Am 26.08.2014 um 13:22 schrieb Michael Stefaniuc:
On 08/26/2014 12:47 PM, Sebastian Lackner wrote:
Linking it dynamically has a great advantage for distributions and package maintainers providing precompiled wine builds. I would also like to provide my wine builds with wpcap support (some users might want to use it) - but when I do that a fixed dependency is required. This is especially confusing when wine is only used as a dependency, like in case of pipelight, where users are already wondering why we now depend on libpcap (those are wine builds where it was already enabled): https://answers.launchpad.net/pipelight/+question/253591
I guess other package maintainers might probably think the same, but most haven't updated to 1.7.25 yet, and are not aware of this problem. Just converting the static dependency to a dynamic dependency would be the easiest approach to solve this - the alternative would be to split wine into (more) packages, and avoid the libpcap dependency on the main one... or just leave this feature exclusively for source-based distros where users have fine-grained control about which features they want. :/
Fedora has subpackages for all those components requiring extra dependencies. In this case I guess they will go for a wine-pcap rpm. Installing the wine package will pull everything in. But the people that do care about the dependencies they have the granularity required.
@Michael: I know that, we're also maintaining Fedora packages, and for those thats easy to solve - but basically all other distributions (intentionally) don't do this, because they don't want to end up with thousands of packages, and almost all dependencies are required anyway. When providing precompiled packages, the goal is that they work without further effort for the average use-case, but still allow more complicated setups with some manual effort.
For components that are required by a lot of applications splitting doesn't make sense, and all other dependencies are dynamically linked so far, and can easily be marked as optional dependency. For the user its very easy to enable additional features in Wine by just installing the optional dependencies, no manual rebuild required. I know that different distributions might have different opinions on that, but thats basically the way it works for a lot of them (for example all Archlinux and Debian builds, most likely also a lot more distributions). Wpcap is a bit special, because only few applications require it, and moreover it even requires the user to _manually adjust permissions_ on the wine-preloader executable. I would like the users to be able to do that, but without recompiling wine.

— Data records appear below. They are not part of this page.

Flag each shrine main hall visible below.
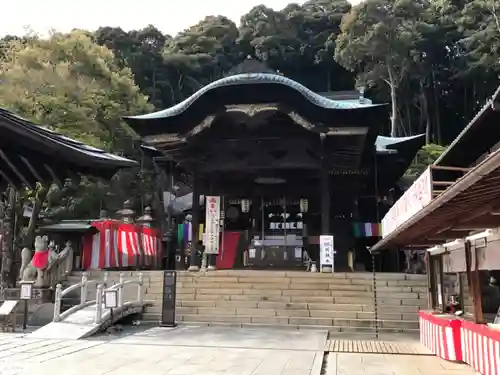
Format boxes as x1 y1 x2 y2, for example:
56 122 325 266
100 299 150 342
125 64 425 271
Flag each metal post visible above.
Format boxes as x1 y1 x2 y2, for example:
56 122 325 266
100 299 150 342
94 284 104 324
52 284 62 322
137 272 144 302
200 251 207 272
102 271 109 288
372 253 379 340
80 272 88 305
118 272 125 307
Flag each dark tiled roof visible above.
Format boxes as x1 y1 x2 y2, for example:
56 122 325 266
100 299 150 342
0 108 137 187
125 73 379 120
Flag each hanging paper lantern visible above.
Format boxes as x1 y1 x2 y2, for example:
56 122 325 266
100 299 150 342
241 199 250 212
299 198 309 212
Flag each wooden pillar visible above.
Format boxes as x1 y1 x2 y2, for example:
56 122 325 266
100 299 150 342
425 252 437 309
320 134 330 234
462 241 484 323
189 171 200 271
316 133 335 272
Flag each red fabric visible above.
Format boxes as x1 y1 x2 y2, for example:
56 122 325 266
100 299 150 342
82 220 163 270
216 232 241 269
419 311 463 362
461 321 500 375
31 250 50 270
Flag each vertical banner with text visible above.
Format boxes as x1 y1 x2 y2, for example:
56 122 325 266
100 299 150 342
204 196 220 254
319 235 335 272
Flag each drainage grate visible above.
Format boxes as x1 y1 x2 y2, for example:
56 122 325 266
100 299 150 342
325 340 432 355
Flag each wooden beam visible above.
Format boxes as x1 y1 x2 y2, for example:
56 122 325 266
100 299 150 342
0 148 34 189
19 155 44 183
430 165 472 173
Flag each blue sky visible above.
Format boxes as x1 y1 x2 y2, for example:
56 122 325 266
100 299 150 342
0 0 359 36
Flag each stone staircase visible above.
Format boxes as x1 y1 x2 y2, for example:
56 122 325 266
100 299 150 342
70 270 427 332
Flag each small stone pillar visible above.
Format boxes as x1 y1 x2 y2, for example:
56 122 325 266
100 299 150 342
117 200 135 224
136 206 154 228
99 210 109 220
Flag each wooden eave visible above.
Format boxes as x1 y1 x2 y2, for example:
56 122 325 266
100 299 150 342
0 109 137 188
371 151 500 252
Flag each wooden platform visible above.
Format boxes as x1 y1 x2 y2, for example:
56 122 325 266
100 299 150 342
325 340 432 355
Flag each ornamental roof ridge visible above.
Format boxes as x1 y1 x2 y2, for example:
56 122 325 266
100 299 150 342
124 73 385 120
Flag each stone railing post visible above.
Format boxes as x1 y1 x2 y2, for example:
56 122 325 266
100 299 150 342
80 272 88 305
137 272 144 302
118 272 125 307
136 206 154 228
94 284 104 324
63 241 75 275
52 284 62 322
102 271 109 288
117 201 135 224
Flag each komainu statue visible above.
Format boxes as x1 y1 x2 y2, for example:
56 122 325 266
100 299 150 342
20 236 58 288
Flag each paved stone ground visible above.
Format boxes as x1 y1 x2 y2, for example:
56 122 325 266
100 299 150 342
0 327 480 375
325 353 477 375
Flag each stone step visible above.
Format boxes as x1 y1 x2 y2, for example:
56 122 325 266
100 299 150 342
174 306 418 321
136 313 419 335
173 281 427 293
173 291 427 308
176 286 427 299
69 270 427 285
176 314 419 330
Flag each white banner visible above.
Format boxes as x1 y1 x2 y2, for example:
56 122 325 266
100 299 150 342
319 235 335 272
382 167 432 237
204 197 220 254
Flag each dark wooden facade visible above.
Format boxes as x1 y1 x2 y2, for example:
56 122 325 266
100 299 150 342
125 68 424 269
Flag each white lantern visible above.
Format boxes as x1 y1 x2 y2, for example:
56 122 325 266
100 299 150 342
241 199 250 212
299 198 309 212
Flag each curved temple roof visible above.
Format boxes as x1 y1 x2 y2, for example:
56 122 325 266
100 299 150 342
125 73 385 125
0 108 137 187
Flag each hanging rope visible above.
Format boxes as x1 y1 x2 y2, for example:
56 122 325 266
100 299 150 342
371 152 380 340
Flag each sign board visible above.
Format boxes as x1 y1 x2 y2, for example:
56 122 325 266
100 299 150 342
382 167 432 237
319 235 335 272
493 307 500 324
160 271 177 327
19 282 33 300
104 289 118 309
204 196 221 254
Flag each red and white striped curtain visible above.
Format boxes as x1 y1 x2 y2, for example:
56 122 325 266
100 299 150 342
82 220 162 270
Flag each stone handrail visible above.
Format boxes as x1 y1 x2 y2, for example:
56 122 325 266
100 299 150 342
94 272 144 324
52 272 108 322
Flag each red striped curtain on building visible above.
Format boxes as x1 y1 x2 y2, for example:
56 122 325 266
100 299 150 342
82 220 162 270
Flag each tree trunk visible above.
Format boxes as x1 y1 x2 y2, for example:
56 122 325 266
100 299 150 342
387 65 398 137
23 186 49 249
432 71 441 144
0 186 16 288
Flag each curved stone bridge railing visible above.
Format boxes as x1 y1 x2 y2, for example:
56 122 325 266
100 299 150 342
52 272 144 325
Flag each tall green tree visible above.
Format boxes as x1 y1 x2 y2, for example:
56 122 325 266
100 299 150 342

@Julliard: Basically every build tool chain complains when linking statically against a library, which is not marked as dependency. But its your decision of course, I'm pretty sure I'll find a solution, I was just hoping for a general way to solve this upstream. Thanks anway.
Regards, Sebastian
bye michael
Am 26.08.2014 um 11:55 schrieb Alexandre Julliard:
André Hentschel nerv@dawncrow.de writes:
This is intended for packagers, without this patch libpcap easily becomes a fixed dependency of wine. Something we don't want i guess.
It's only used for wpcap, which can't work without it anyway, so I don't see any need to make it dynamic.